Typical approaches to low temperature cure carboxyl polyesters have focused on the use of catalysts which accelerate the reaction between the acid functionality on the polyester with the epoxy functionality on the TGIC,triglycidyl isocyanurate curative. This standard approach results in powder coatings with flow decreasing as the cure temperature is reduced. The utilization of a more reactive polymer structure and a latent catalyst 1 in combination, is the essence of the invention described in this paper.2 The optimized product described here has resulted in powder coatings which cure at 121 C (250 F). Formulation of a polyester with low melt viscosity to provide good flow at low temperature cure conditions and a glass transition temperature, Tg high enough to prevent sintering, is a goal of the polymer chemist. These properties are often in conflict and present challenges to the polymer chemist. For hydroxyl polyesters cured with polymeric blocked isocyanates, flow is maintained even at very low temperatures because the crosslinking does not begin to any extent until the blocking agent has left the polymeric diisocyanate. This is usually enough time to permit good flow to occur before crosslinking increases the viscosity of the powder coating. Low temperature curing systems can give faster cure at elevated temperatures. This can result in optimum coatings performance properties and permit faster line speeds. 

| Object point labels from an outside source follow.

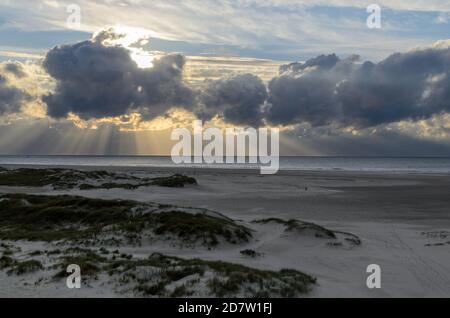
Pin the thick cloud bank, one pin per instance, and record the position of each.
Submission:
(237, 99)
(325, 90)
(95, 81)
(11, 98)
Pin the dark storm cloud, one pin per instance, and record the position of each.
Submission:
(96, 81)
(325, 90)
(15, 68)
(11, 98)
(237, 99)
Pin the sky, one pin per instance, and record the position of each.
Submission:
(115, 77)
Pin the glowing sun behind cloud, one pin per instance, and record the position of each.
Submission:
(133, 39)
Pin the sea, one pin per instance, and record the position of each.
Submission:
(434, 165)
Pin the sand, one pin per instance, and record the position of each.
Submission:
(403, 221)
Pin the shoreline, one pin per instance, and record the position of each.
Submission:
(230, 170)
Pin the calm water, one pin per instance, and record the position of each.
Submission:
(380, 164)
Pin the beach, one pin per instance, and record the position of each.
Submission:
(401, 219)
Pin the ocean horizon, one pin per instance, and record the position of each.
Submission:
(389, 164)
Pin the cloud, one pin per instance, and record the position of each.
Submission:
(96, 81)
(237, 99)
(327, 90)
(14, 68)
(11, 98)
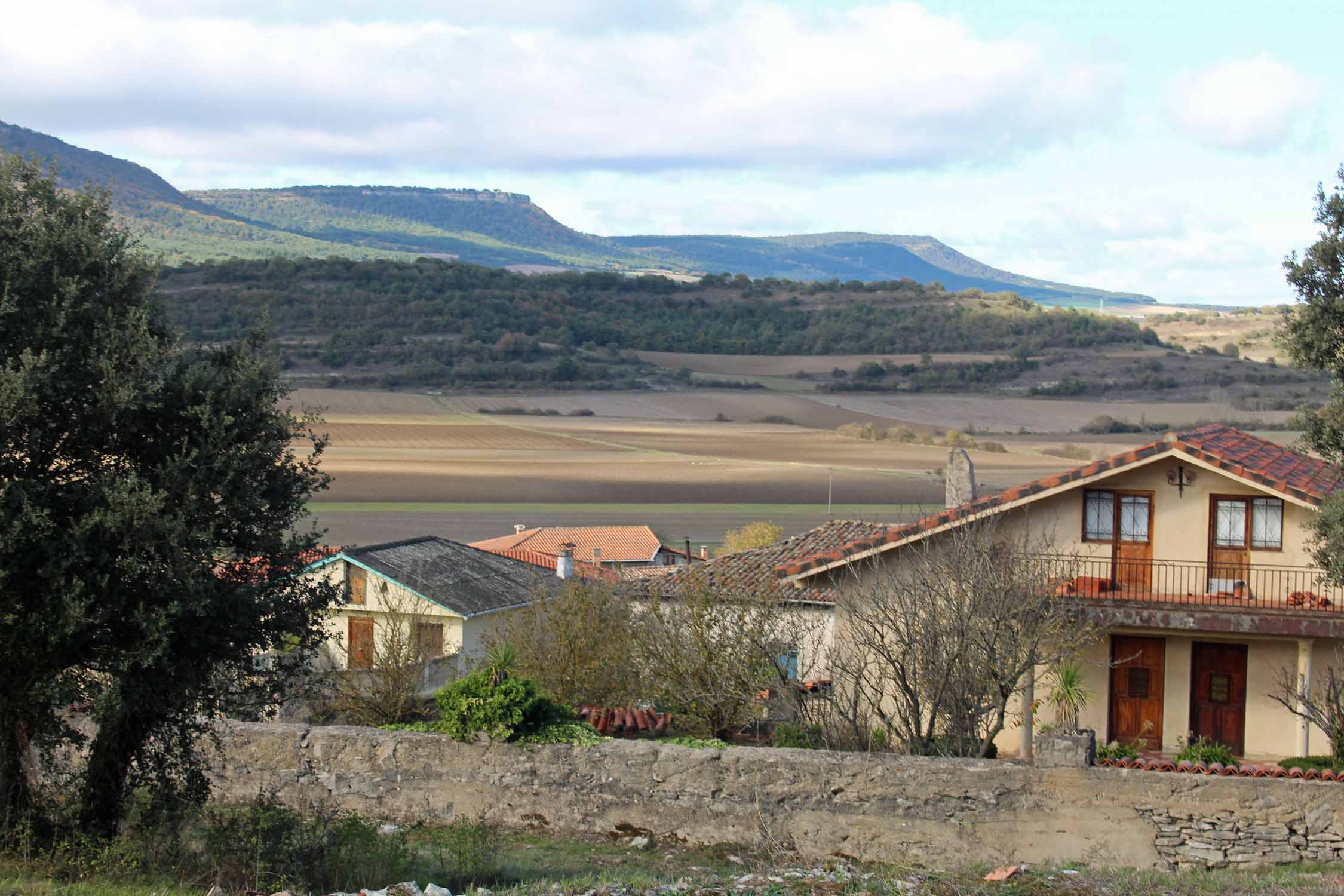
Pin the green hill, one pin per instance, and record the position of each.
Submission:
(863, 257)
(481, 226)
(168, 220)
(498, 229)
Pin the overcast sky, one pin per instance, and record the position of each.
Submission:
(1167, 147)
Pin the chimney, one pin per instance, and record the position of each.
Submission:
(960, 477)
(565, 563)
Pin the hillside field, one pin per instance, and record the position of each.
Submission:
(409, 464)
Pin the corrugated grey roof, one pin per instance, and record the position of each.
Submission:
(456, 575)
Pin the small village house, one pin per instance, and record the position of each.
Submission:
(604, 546)
(450, 591)
(1191, 554)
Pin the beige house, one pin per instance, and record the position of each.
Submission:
(452, 594)
(1192, 554)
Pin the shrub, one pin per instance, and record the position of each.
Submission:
(1205, 751)
(696, 743)
(504, 710)
(1116, 750)
(797, 737)
(265, 845)
(578, 734)
(467, 851)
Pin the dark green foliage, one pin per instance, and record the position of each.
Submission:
(467, 852)
(1314, 335)
(1116, 750)
(1334, 763)
(1205, 751)
(504, 711)
(269, 846)
(151, 514)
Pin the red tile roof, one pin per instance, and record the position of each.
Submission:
(582, 569)
(1226, 448)
(1245, 770)
(751, 569)
(619, 543)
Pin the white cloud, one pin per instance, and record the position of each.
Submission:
(1245, 105)
(756, 87)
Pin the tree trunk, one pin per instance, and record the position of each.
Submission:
(105, 775)
(15, 798)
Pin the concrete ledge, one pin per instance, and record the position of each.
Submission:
(933, 812)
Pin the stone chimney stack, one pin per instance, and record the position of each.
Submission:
(960, 477)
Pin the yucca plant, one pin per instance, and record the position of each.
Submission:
(502, 660)
(1069, 696)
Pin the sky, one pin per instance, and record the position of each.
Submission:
(1170, 148)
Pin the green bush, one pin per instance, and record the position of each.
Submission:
(1314, 762)
(1205, 751)
(1116, 750)
(565, 732)
(265, 845)
(696, 743)
(799, 737)
(467, 851)
(504, 710)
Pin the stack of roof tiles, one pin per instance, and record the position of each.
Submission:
(624, 720)
(1218, 769)
(754, 567)
(1225, 448)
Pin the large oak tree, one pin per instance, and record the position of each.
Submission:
(151, 512)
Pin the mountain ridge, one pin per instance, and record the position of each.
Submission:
(493, 228)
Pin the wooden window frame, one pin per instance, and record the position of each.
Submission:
(1116, 503)
(351, 570)
(1249, 500)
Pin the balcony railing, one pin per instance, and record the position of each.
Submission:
(1250, 586)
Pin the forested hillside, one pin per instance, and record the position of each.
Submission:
(483, 226)
(450, 323)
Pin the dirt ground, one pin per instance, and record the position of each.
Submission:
(394, 456)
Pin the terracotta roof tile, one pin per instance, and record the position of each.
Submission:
(619, 543)
(585, 570)
(753, 567)
(1226, 448)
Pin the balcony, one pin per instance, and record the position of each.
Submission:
(1250, 587)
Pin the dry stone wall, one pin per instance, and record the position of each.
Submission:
(932, 812)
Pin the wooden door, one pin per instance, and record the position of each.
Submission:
(1136, 691)
(1218, 695)
(361, 643)
(1133, 551)
(1229, 543)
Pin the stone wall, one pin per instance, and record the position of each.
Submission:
(933, 812)
(1275, 834)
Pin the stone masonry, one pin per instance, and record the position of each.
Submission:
(880, 806)
(1277, 834)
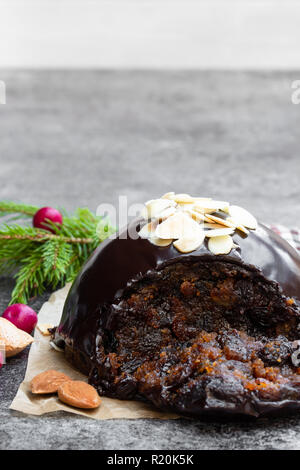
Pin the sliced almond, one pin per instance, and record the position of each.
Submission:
(210, 225)
(165, 213)
(188, 244)
(196, 215)
(156, 206)
(243, 217)
(201, 199)
(220, 245)
(168, 195)
(160, 241)
(220, 221)
(177, 226)
(238, 226)
(44, 328)
(212, 205)
(220, 232)
(12, 338)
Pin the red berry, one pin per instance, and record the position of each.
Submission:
(22, 316)
(44, 214)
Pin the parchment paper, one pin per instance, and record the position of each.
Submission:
(43, 357)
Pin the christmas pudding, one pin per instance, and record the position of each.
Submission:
(194, 307)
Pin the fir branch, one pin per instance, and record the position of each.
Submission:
(9, 207)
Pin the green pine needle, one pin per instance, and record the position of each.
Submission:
(41, 259)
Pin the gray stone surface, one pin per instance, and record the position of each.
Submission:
(82, 138)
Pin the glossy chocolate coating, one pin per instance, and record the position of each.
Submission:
(117, 263)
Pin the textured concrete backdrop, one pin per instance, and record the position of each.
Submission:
(82, 138)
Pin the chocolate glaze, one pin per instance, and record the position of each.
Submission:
(117, 263)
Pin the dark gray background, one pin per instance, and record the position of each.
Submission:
(82, 138)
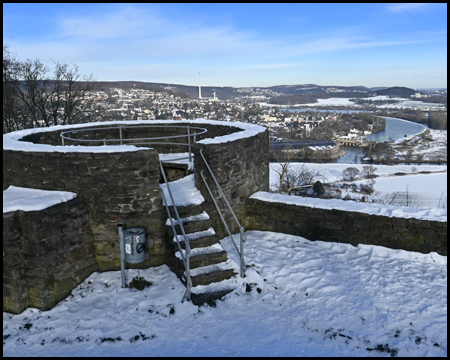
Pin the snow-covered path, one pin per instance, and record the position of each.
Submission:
(300, 298)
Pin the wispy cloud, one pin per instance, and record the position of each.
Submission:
(124, 21)
(265, 66)
(398, 8)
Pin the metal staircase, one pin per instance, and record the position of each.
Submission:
(197, 258)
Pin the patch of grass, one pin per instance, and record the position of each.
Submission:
(384, 348)
(102, 340)
(139, 283)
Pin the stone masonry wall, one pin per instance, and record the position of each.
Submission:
(114, 187)
(241, 168)
(46, 254)
(121, 187)
(346, 226)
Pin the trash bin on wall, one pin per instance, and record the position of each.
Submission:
(135, 247)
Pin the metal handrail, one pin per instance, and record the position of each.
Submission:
(148, 141)
(184, 258)
(242, 236)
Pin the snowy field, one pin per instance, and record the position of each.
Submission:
(300, 298)
(431, 189)
(402, 102)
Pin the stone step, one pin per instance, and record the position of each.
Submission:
(202, 294)
(202, 298)
(203, 241)
(210, 274)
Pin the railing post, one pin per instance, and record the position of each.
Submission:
(242, 238)
(189, 143)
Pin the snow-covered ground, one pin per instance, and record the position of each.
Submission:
(299, 298)
(431, 189)
(402, 103)
(25, 199)
(431, 147)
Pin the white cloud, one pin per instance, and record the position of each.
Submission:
(397, 8)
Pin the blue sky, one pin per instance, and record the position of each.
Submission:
(238, 44)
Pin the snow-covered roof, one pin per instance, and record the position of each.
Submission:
(429, 214)
(11, 140)
(26, 199)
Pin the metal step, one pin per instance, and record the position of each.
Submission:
(204, 256)
(185, 211)
(201, 242)
(190, 227)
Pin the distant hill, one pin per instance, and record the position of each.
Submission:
(290, 93)
(379, 88)
(397, 91)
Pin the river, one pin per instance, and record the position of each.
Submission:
(395, 129)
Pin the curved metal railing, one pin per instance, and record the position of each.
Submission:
(191, 136)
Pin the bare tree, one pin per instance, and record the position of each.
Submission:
(408, 156)
(296, 182)
(351, 173)
(37, 96)
(369, 171)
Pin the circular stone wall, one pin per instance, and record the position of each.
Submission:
(121, 183)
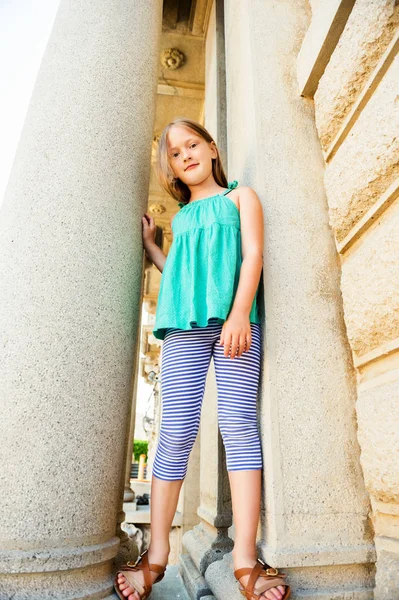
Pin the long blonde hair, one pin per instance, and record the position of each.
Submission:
(166, 178)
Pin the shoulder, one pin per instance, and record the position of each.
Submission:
(247, 197)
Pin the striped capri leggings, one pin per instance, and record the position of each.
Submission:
(186, 355)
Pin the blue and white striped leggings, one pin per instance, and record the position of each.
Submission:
(186, 355)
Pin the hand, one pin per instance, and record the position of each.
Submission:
(148, 231)
(236, 335)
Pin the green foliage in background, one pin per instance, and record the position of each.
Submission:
(140, 447)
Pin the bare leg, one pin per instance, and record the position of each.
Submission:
(163, 503)
(245, 494)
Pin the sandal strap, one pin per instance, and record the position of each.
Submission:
(272, 576)
(142, 564)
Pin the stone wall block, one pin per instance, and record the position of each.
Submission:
(368, 161)
(367, 34)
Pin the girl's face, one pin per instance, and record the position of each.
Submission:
(186, 148)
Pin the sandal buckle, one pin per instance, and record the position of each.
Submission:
(133, 564)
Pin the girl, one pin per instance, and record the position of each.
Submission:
(207, 307)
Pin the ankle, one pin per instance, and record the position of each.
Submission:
(244, 554)
(159, 550)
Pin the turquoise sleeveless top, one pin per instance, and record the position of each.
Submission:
(202, 269)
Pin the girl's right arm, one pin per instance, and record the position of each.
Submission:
(153, 251)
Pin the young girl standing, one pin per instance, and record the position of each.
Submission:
(207, 307)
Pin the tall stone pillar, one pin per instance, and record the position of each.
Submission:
(315, 521)
(70, 273)
(209, 540)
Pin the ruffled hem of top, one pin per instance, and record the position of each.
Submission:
(231, 185)
(160, 331)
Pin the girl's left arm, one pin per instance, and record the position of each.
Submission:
(236, 335)
(252, 233)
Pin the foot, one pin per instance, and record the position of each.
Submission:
(154, 556)
(240, 562)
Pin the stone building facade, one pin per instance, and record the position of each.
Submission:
(302, 99)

Normal cure versus low temperature cure The maximum temperature that an oven can attain, or the heat stability limitations of the substrate may require specification of a low temperature cure powder coating. Typically, low temperature cure powder coatings have a baking temperature 20-40 degrees C below the equivalent normal curing powder coating. Powder coating suppliers do not recommend that the normal powder coating be cured at temperatures 20-40 C below what is typically recommended because an under cure situation would most likely be created or very long cure times would be needed. Low temperature curing powder coatings are often cured at higher temperatures, near typical baking temperatures, to induce faster cure. This is commonly done when an applicator has a short oven and wants to increase the production rate. If a standard cure powder is used in this manner, under cured parts would result from the short bake times. Low temperature curing powder coatings may be used to: ? Permit powder coating of temperature sensitive substrates or components. This may include assembled parts with temperature sensitive seals etc., wood components, certain plastic parts or components. ? Reduce energy costs by lowering baking temperatures. ? Provide a means of increasing the rate of production by baking at higher temperatures or normal temperatures for shorter periods of time. Limitations of low temperature cure powder coatings: ? Extremely high levels of catalyst in some low temperature curing powder coatings may cause powder package stability problems due to premature curing of the powder coating even at room temperature. (This instability could be measured by a change in gel time, a decrease in gel plate flow, GPF, and increased orange peel of the cured powder coating.) ? Lower softening point or glass transition temperature,Tg, associated with low temperature cure powder coatings often limit their use to regions that do not have high ambient temperatures. This is to prevent caking/sintering of the powder during transport, storage and application.

Refrigerated storage or transport may allow low temperature curing powders to be used in regions with high ambient temperatures or to extend the low temperature powder shelf life.